Tegernsee – Die Hanglage der meisten Grundstücke in Tegernsee zwingt Bauherren dazu, diese Grundstücke mit Mauern zu sichern. In einem Fall an der Neureuthstraße hat ein Bauherr nun aber offenbar zu schnell die Initiative ergriffen: Unterhalb eines Wohnhauses errichtete er eine Stützmauer, die sich von einem halben bis zu 2,60 Metern steigert. Oben drauf soll zudem ein Geländer. Allerdings wurde die Mauer errichtet, ohne dass dafür eine Genehmigung vorliegt.
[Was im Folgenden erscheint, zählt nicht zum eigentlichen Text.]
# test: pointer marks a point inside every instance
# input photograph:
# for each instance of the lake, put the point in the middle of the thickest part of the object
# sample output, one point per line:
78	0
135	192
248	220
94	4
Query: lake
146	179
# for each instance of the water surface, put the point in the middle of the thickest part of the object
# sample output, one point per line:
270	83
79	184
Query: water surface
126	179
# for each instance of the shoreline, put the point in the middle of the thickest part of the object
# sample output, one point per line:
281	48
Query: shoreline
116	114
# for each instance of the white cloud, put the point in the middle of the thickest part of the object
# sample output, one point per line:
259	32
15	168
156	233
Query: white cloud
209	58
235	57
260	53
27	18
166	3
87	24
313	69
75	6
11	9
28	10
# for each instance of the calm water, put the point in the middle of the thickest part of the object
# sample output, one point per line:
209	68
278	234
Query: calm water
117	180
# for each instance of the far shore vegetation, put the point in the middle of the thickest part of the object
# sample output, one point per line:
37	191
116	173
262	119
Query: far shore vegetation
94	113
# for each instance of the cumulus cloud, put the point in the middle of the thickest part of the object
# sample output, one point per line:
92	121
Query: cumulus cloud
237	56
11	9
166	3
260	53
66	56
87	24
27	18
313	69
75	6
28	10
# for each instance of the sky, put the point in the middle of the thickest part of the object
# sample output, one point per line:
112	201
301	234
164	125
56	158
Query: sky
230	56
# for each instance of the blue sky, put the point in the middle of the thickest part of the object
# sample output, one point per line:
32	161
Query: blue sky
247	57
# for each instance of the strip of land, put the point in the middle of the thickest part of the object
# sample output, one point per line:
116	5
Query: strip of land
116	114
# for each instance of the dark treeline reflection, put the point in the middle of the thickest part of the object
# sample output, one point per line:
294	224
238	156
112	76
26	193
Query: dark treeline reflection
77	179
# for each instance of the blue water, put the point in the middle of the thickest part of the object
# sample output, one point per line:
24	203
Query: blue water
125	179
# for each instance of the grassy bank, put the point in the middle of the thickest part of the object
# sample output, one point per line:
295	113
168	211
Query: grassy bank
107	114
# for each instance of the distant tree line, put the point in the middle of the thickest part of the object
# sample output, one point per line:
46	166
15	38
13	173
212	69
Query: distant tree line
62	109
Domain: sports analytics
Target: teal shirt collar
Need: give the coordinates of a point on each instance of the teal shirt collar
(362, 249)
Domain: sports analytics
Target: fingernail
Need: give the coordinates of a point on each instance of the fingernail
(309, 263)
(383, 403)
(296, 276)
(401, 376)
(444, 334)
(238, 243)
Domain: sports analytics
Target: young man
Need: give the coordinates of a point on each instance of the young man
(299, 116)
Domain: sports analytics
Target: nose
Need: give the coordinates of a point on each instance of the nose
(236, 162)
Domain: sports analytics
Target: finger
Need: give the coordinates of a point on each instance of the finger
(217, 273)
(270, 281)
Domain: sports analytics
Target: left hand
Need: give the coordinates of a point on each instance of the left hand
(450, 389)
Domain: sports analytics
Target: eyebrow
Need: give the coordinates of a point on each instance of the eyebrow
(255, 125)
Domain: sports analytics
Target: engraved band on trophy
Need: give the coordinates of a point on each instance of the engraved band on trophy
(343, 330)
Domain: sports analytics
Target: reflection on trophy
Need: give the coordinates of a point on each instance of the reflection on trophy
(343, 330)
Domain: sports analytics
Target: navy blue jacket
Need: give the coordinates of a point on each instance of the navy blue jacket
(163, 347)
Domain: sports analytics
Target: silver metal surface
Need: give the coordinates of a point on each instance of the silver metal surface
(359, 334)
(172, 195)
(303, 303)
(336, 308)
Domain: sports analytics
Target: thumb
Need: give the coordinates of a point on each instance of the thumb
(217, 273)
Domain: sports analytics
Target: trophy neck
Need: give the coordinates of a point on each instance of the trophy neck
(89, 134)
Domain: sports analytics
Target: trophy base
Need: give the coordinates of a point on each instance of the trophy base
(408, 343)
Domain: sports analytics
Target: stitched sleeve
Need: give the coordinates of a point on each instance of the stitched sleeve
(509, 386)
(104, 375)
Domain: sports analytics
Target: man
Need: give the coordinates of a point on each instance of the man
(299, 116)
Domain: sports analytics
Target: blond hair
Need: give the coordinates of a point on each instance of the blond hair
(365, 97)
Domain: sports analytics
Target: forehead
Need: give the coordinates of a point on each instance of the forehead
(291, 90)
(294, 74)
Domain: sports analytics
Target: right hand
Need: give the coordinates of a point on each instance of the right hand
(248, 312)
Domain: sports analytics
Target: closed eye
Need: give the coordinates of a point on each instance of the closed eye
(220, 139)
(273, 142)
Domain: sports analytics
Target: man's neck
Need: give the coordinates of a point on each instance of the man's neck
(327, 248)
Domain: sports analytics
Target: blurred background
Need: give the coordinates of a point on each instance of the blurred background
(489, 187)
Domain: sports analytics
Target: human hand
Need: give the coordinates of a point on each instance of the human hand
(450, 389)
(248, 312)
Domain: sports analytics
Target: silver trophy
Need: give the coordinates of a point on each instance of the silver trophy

Bei seiner jüngsten Sitzung musste sich der Tegernseer Bauausschuss mit der Angelegenheit befassen. Laut Bauamtsleiterin Bettina Koch sei die Mauer zu hoch und entspreche damit nicht den Regeln der örtlichen Gestaltungssatzung. Sie schlug eine Begrenzung der Mauer auf zwei Meter vor. 

Rudolf Gritsch (CSU) hielt ein Zurückbauen der Mauer zunächst für unmöglich. Er habe sich die Mauer vor Ort angeschaut, bei einem Zurückbau müsse die Mauer komplett neu gestaltet werden, da die verwendeten Steine viel zu groß seien. Bürgermeister Johannes Hagn (CSU) pflichtete jedoch seiner Bauamtsleiterin bei: „2,60 Meter sind schon enorm hoch. Das wäre ja fast die Höhe unseres Sprungturms im Strandbad.“ Er war ebenfalls für die Beschränkung auf zwei Meter. Und so soll’s auch sein: Einstimmig entschied der Bauausschuss, dass die Mauer bis auf zwei Meter zurückgebaut werden muss.